“Don’t tell me what they say about me.
Tell me why they feel comfortable telling you.”
To review Act 1, we defined workplace drama as gossip, finger-pointing, whining, bickering and more.
You may be savoring a business which is not infected with the rot of workplace drama. If so, congratulations. Keep up the good work.
Some of you, though, fight the fires of discontent daily. You spend an inordinate amount of time dealing with drama in all its insidious forms. It kills the productivity and potential of the entire company, and sends you home drained. And, any “A Players” you were lucky enough to hire? They’re out of Dodge on the first available train.
Sound like your workplace? If so, go back to read and implement the recommendations from Act 1. That will put the foundations in place for curing this plague.
Then read on for ways to wade directly into the fray and wage combat wh your Nattering Nay-Bobs.
Circle the troops. Look ‘em in the eye. Tell them that you ask for and expect everyone’s full support for a new start. All the drama and nonsense stops today! Be firm.
Then, go over your new rules. Make them crystal clear and non-negotiable. Here’s a list to jump-start your thinking:
- Treat everyone the way you’d like to be treated OR the way THEY want to be treated … whichever is better.
- Attack the problem, not the person.
- Don’t say anything about a person you wouldn’t say in their presence.
- Zero tolerance for drama, talking behind someone’s back, etc. If someone tries to engage you in such a discussion, refuse to participate. If they have a problem with someone, tell them to discuss it directly with that person, take it to their supervisor or to the other person’s supervisor. If you listen to the drama you’re just as guilty as the person spewing it.

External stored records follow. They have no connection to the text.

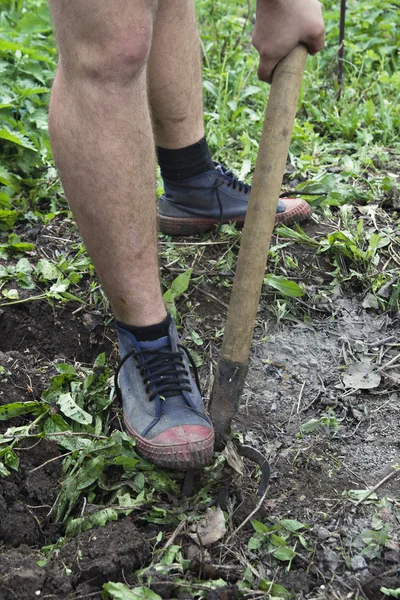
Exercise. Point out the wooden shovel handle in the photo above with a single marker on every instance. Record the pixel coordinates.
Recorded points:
(256, 237)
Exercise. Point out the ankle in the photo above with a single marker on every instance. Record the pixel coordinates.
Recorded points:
(184, 163)
(148, 333)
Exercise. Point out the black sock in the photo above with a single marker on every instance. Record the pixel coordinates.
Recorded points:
(185, 162)
(150, 332)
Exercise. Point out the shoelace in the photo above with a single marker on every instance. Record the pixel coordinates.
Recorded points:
(234, 182)
(164, 372)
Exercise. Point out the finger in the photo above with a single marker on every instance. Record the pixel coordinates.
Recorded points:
(315, 43)
(266, 69)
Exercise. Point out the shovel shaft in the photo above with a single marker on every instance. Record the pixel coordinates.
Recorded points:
(256, 238)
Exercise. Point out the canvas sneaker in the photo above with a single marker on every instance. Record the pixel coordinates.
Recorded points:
(161, 401)
(196, 205)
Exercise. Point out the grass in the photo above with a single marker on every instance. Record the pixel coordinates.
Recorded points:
(344, 153)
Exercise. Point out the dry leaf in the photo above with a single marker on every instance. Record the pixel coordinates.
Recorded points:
(210, 529)
(233, 458)
(361, 376)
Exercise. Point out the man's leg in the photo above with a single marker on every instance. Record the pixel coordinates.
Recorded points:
(103, 144)
(197, 194)
(175, 86)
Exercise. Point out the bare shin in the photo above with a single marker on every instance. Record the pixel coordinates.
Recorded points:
(103, 145)
(175, 87)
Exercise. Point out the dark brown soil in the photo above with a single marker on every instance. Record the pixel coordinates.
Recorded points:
(40, 329)
(26, 496)
(84, 564)
(295, 375)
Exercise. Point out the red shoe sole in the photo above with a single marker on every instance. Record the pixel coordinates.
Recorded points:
(297, 211)
(173, 455)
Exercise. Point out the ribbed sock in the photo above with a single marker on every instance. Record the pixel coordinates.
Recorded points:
(184, 163)
(150, 332)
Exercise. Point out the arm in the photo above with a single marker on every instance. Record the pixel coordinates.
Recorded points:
(281, 25)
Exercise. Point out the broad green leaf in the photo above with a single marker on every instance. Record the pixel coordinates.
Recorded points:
(259, 527)
(292, 524)
(119, 591)
(65, 369)
(255, 542)
(7, 178)
(178, 286)
(17, 138)
(286, 287)
(277, 540)
(97, 519)
(284, 553)
(24, 266)
(89, 473)
(16, 409)
(70, 409)
(46, 270)
(10, 459)
(4, 472)
(297, 236)
(12, 294)
(310, 426)
(8, 219)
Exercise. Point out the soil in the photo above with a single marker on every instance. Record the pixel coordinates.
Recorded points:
(295, 375)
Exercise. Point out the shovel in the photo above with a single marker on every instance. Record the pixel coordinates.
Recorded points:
(256, 238)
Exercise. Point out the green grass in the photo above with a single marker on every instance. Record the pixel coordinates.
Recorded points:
(344, 150)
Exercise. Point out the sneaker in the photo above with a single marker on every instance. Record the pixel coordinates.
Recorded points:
(197, 204)
(162, 405)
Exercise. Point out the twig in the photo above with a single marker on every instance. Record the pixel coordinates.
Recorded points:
(169, 542)
(391, 362)
(51, 460)
(247, 519)
(300, 396)
(217, 300)
(341, 46)
(377, 486)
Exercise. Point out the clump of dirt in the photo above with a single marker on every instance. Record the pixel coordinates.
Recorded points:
(37, 327)
(103, 554)
(93, 558)
(27, 495)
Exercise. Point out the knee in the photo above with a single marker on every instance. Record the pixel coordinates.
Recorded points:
(115, 61)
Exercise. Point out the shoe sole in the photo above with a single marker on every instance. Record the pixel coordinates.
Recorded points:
(181, 226)
(178, 457)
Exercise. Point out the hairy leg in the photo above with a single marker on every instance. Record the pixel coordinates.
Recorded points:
(174, 71)
(103, 144)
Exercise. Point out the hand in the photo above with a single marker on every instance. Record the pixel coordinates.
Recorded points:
(280, 26)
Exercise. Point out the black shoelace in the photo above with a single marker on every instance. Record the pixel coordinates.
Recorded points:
(234, 182)
(164, 372)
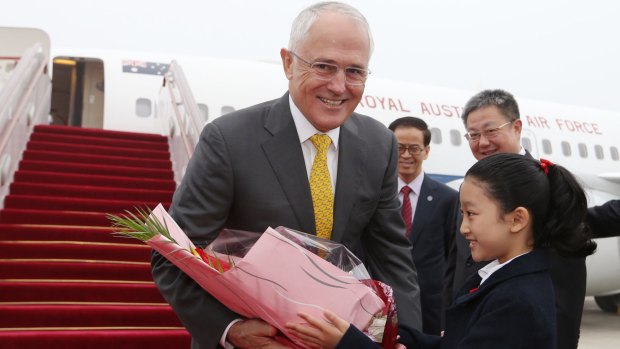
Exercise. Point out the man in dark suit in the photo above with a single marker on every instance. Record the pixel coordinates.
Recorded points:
(253, 169)
(493, 125)
(429, 210)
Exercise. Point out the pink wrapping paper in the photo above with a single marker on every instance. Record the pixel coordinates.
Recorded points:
(274, 281)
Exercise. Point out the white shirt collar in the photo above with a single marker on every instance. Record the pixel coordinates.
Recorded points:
(415, 184)
(305, 129)
(492, 267)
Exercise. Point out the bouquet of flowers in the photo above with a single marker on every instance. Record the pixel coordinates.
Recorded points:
(274, 275)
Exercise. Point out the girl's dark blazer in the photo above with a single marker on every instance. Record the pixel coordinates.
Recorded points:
(513, 308)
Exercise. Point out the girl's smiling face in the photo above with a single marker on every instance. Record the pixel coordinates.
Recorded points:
(491, 233)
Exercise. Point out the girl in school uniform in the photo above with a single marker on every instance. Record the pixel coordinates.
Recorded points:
(515, 210)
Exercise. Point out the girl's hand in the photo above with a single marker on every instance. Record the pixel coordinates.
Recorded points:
(319, 333)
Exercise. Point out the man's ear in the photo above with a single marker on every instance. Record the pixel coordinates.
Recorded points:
(520, 219)
(518, 126)
(287, 63)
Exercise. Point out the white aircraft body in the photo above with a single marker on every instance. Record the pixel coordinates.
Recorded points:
(119, 90)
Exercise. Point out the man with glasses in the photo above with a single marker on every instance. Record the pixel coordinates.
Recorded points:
(429, 210)
(493, 125)
(304, 161)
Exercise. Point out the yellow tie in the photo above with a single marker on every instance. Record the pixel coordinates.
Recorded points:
(321, 188)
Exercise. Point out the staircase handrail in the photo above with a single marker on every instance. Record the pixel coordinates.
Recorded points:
(25, 101)
(181, 116)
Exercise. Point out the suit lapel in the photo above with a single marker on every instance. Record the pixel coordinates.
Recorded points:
(351, 156)
(424, 208)
(284, 154)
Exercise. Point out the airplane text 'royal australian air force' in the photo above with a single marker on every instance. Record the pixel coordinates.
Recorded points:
(425, 108)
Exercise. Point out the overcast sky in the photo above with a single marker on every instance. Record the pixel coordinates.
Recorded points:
(560, 51)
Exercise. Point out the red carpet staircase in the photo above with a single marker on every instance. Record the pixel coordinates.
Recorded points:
(65, 280)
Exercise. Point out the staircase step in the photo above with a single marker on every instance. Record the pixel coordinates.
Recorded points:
(66, 281)
(95, 149)
(109, 337)
(73, 270)
(99, 133)
(21, 216)
(29, 232)
(74, 250)
(89, 192)
(75, 204)
(42, 155)
(102, 170)
(99, 141)
(54, 291)
(21, 316)
(94, 180)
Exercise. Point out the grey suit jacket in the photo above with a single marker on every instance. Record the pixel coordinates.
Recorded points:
(248, 173)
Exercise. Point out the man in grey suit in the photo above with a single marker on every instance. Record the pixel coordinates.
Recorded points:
(251, 170)
(429, 211)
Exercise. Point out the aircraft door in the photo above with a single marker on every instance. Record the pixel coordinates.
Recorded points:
(529, 142)
(78, 92)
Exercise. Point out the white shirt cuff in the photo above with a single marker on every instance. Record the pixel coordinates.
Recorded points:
(223, 342)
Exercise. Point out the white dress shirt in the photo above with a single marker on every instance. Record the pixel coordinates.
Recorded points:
(494, 266)
(305, 130)
(416, 187)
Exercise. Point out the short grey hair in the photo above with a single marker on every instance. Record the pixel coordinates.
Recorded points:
(501, 99)
(305, 19)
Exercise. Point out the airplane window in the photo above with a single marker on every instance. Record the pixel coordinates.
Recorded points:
(614, 153)
(583, 150)
(436, 135)
(598, 151)
(143, 107)
(204, 111)
(526, 143)
(547, 147)
(227, 109)
(455, 137)
(566, 148)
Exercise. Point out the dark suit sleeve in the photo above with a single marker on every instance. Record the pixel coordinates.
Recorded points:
(449, 277)
(388, 251)
(604, 220)
(200, 206)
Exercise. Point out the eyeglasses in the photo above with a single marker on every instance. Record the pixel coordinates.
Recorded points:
(413, 149)
(488, 134)
(327, 71)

- When we’re in a meeting and we ask if there are any questions or comments, we REALLY do want your feedback. If you’re unwilling to share your comments in the meeting, then get with your manager afterward. If you’re still unwilling to speak up, you lose the right to complain back in the workplace. If someone complains about a topic we just covered in a meeting, don’t listen. Tell ‘em to take it to management.
Whenever there’s a flare-up, deal with it swiftly. Speak with the offender directly. Don’t set up more rules or punish everyone because of one person’s actions.
Be willing to have this conversation: “Despite our best efforts, you continue to be unhappy here. Maybe we should help you transition to a place of employment that you find more acceptable.”
Warning: If you establish “zero tolerance” and then turn your head the other way, you’ll lose your credibility. Be prepared to enforce it!